Menurut Muslim Rasyid, Koordinator Jikalahari, selama 2013 bukan hanya PT Adei yang jadi tersangka, ada juga 8 perusahaan sawit dan tanaman industri yang sudah jadi tersangka oleh Kemenlh. “Namun, mengapa hanya satu perusahaan yang dibawa ke Pengadilan?” tanya Muslim. Tahun 2014, menurutnya ada sekitar 100 lebih korporasi menjadi tersangka pembakaran lahan di Riau, namun belum juga dilimpahkan ke pengadilan.

Pakar kebakaran hutan dan lahan Prof Bambang H. Saharjo memberi kesaksian di Pengadilan, April 2014. Foto: Made Ali

Area Tumpang Tindih dan Sawit Pola KKPA

Pada 1999, ketika PT Adei mengelola HGU di Desa Batang Nilo Kecil terjadi tumpang tindih lahan milik tiga persukuan Piliang, Melayu, dan Pelabi di Batang Nilo Kecil.  Lantas terjadi kesepakatan, PT Adei bersedia mengganti rugi tanaman karet masyarakat yang tumpang tindih tersebut sebesar Rp 15 ribu per batang. PT Adei pun bersedia membangun kebun kelapa sawit pola KKPA atas lahan masyarakat.

Selanjutnya Mamak adat di Desa Batang Nilo Kecil melalui Kepala Desa Zulkifli menyerahkan lahan yang luasnya sekitar 540 hektar kepada Koperasi Petani Sejahtera (KPS) yang beranggotakan 220 orang.  Pada tahun 2007, PT Logoh Mitra Mandiri kontraktor yang ditunjuk oleh PT Adei membangun 24 blok kebun sawit pola KKPA Desa Batang Nilo Kecil dimana satu blok dengan blok lainnya dibatasi oleh parit kanal keliling termasuk akses jalan.

Setelah enam tahun digarap, barulah dibuat perjanjian kerjasama diantara PT Adei dengan KPS pada 17 Desember 2012 yang diketahui oleh Kepala Desa Batang Nilo Kecil.

Sejak digarap 2007 hingga Juni 2013, lahan KKPA sebanyak 24 blok tersebut ditanami sawit seluas 488 hektar dengan umur tanaman 2 hingga 6 tahun.  Blok 1, 2 dan blok 3 dari awal belum ditanam karena masih bersengketa dengan masyarakat. Sedangkan blok 19, sebagian blok 20 dan blok 21 ditumbuhi semak belukar dan terdapat beberapa tegakan kayu hutan alam.

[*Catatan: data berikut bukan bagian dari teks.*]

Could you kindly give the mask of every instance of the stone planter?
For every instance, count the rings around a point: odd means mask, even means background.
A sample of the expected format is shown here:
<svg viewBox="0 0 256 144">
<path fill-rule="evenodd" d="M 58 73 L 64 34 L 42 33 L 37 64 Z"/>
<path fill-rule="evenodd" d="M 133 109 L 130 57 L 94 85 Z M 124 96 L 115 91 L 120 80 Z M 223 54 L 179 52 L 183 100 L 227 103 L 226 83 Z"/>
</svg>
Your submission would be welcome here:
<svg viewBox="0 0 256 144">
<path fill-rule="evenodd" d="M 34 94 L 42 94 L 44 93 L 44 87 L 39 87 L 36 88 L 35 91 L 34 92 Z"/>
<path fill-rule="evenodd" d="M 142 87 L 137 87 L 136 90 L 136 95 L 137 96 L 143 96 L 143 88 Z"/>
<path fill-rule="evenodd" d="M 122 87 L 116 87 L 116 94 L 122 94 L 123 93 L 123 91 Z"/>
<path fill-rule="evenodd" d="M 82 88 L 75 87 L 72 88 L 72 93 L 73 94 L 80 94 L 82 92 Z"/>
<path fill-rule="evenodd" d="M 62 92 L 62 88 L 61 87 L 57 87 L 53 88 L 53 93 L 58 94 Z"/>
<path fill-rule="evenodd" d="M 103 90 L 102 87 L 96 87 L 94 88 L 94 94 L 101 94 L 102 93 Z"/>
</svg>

Tanggal 17 Juni 2013 areal sejajar blok 19 dan 20, tepatnya di sekitar Sungai Jiat terbakar, yang berlanjut esok harinya area yang sejajar dengan blok 21 juga terbakar. Semua lahan yang terbakar masuk dalam batas wilayah studi Amdal PT Adei sebagaimana disebutkan dalam dokumen RKL dan RPL nya.

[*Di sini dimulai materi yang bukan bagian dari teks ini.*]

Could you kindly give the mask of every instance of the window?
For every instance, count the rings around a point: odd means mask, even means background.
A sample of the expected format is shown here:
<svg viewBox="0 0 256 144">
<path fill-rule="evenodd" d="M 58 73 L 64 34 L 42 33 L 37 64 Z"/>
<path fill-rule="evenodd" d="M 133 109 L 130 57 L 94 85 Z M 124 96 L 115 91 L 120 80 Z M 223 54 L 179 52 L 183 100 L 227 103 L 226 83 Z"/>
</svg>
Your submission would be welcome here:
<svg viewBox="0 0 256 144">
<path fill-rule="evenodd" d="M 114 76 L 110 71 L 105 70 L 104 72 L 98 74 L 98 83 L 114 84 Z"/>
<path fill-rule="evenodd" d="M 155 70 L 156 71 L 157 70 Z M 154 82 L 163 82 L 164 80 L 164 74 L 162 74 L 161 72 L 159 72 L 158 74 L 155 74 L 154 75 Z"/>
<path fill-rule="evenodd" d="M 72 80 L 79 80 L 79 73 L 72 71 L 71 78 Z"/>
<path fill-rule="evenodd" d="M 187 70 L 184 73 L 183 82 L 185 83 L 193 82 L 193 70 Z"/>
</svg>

Pada saat kebakaran, Danesuvaran General Manager kebun KKPA tidak memerintahkan asisten, staf asisten dan mandor di bawahnya untuk melakukan upaya pemadaman kebakaran di blok 19,20, 21.  Akibatnya, kebakaran terus merambat sampai pada tanggal 19 Juni 2013 yang membakar tanaman sawit produktif yang tumbuh pada blok 20 dan 21 yang berlokasi di seberang parit kanal sejajar dengan Sungai Jiat.

Karena sudah merambat ke lahan produktif, barulah Danesuvaran meminta Asisten KKPA Sutrisno dan stafnya Sardiman Saragih untuk memadamkan api yang membakar tanaman sawit itu. Mereka memadamkan api menggunakan ember serta mesin air. Kebakaran semakin meluas, penggunaan satu mesin air saja tidak cukup, sehingga Senior Manager Kebun Nilo Barat I membeli dan mengantar 1 unit mesin air lagi ke lokasi tanaman sawit yang terbakar.

Pada 21 Juni 2013 Danesuvaran memerintahkan operator alat berat untuk membuat isolasi dan kantong air di hutan Desa Sering untuk mencegah kebakaran tidak semakin meluas dan menghanguskan tanaman sawit produktif. Tanggal 22 Juni 2013 dibeli lagi 2 unit mesin air sehingga total 4 mesin air melakukan pemadaman di blok 20 dan 21 hingga tanggal 30 Juni 2013.  Api sendiri padam setelah turun hujan.